Debezium postgres connector shut down after network error

976 views
Skip to first unread message

Juha Syrjälä

unread,
Oct 22, 2021, 4:21:48 AM10/22/21
to debezium
Hello,

I was running Debezium Postgres connector in AWS MSK Connect, that is, Kafka Connect which is managed by AWS.

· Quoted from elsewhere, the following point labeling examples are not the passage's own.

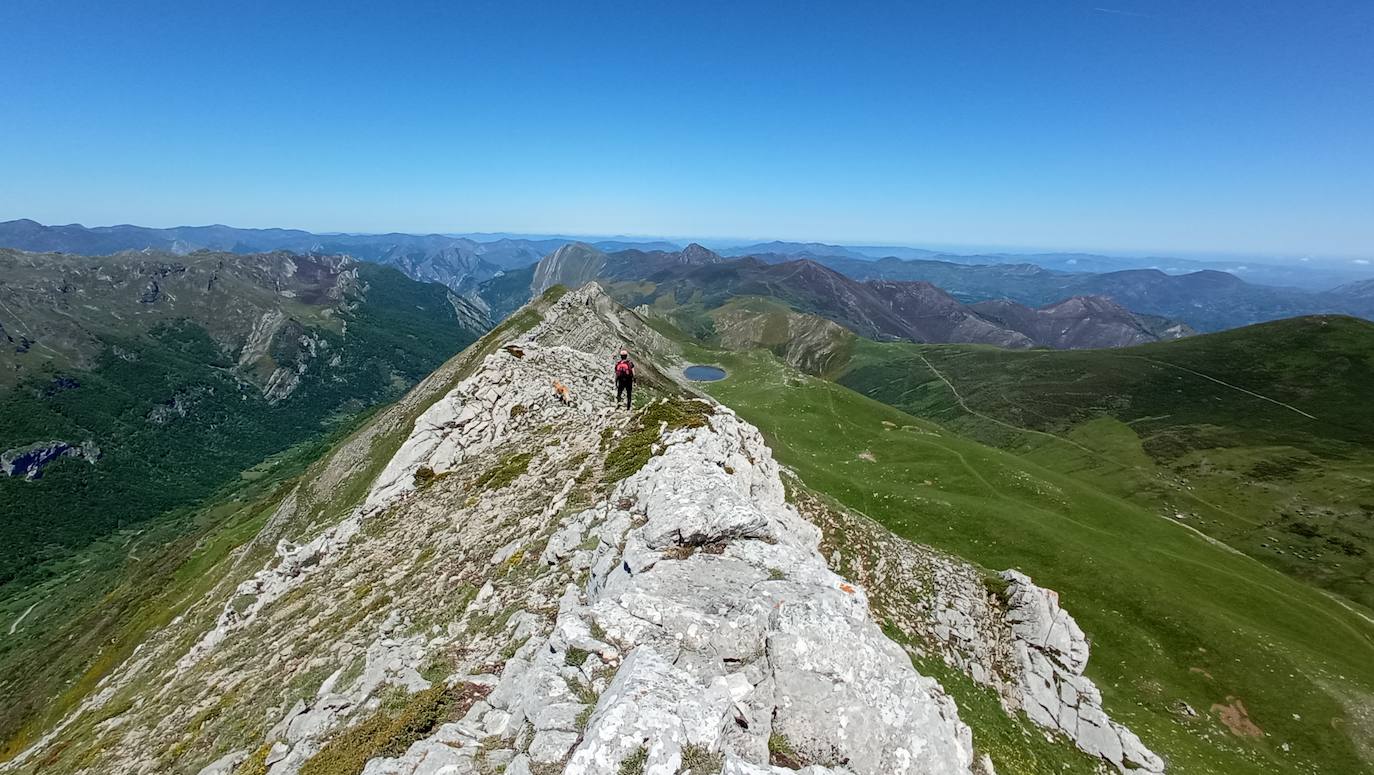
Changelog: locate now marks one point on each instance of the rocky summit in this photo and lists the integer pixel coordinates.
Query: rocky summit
(537, 583)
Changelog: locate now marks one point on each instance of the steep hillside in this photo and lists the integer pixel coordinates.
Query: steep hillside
(1308, 274)
(454, 261)
(687, 285)
(570, 265)
(1083, 322)
(1219, 663)
(120, 370)
(1256, 437)
(1205, 300)
(489, 579)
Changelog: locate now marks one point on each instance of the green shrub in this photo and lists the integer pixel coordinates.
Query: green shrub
(502, 474)
(636, 447)
(390, 731)
(634, 764)
(701, 760)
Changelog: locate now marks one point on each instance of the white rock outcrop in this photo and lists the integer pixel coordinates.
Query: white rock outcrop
(587, 614)
(1051, 653)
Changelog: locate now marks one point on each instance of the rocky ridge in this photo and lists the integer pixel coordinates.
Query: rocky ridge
(595, 587)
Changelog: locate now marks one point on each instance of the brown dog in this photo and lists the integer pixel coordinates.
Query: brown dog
(562, 392)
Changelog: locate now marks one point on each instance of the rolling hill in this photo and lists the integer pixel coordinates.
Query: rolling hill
(690, 283)
(1255, 437)
(1205, 300)
(117, 371)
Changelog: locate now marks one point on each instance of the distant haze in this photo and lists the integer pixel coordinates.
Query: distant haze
(1149, 128)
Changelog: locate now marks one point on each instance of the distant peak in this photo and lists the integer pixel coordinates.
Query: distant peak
(697, 253)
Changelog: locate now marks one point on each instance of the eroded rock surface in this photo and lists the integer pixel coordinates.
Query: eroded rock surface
(603, 587)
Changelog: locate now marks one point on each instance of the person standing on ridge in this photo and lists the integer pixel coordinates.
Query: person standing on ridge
(624, 378)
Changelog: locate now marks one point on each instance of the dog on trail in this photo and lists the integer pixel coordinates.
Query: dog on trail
(562, 392)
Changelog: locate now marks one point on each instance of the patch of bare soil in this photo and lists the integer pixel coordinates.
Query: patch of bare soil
(1237, 719)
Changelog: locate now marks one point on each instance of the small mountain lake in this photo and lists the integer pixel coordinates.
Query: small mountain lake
(704, 373)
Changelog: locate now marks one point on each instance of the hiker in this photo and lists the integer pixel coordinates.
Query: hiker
(624, 378)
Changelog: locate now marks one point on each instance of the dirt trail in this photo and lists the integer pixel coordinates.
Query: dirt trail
(1289, 407)
(24, 616)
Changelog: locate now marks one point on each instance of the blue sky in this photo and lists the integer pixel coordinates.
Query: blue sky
(1131, 125)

There was some short lasting network glitch between Debezium Connector and Postgres database. Both of them were in the same AWS region and VPC.

The end result was this stack trace and the connector was shut down. So debezium got an exception from Postgres JDBC driver and shut down because of it.

Parameter event.processing.failure.handling.mode was not set, so it defaulted to fail.
Other options were warn and skip which both would just skip the event, and debezium would fail at some other place since connection to Postgres is likely not working currently.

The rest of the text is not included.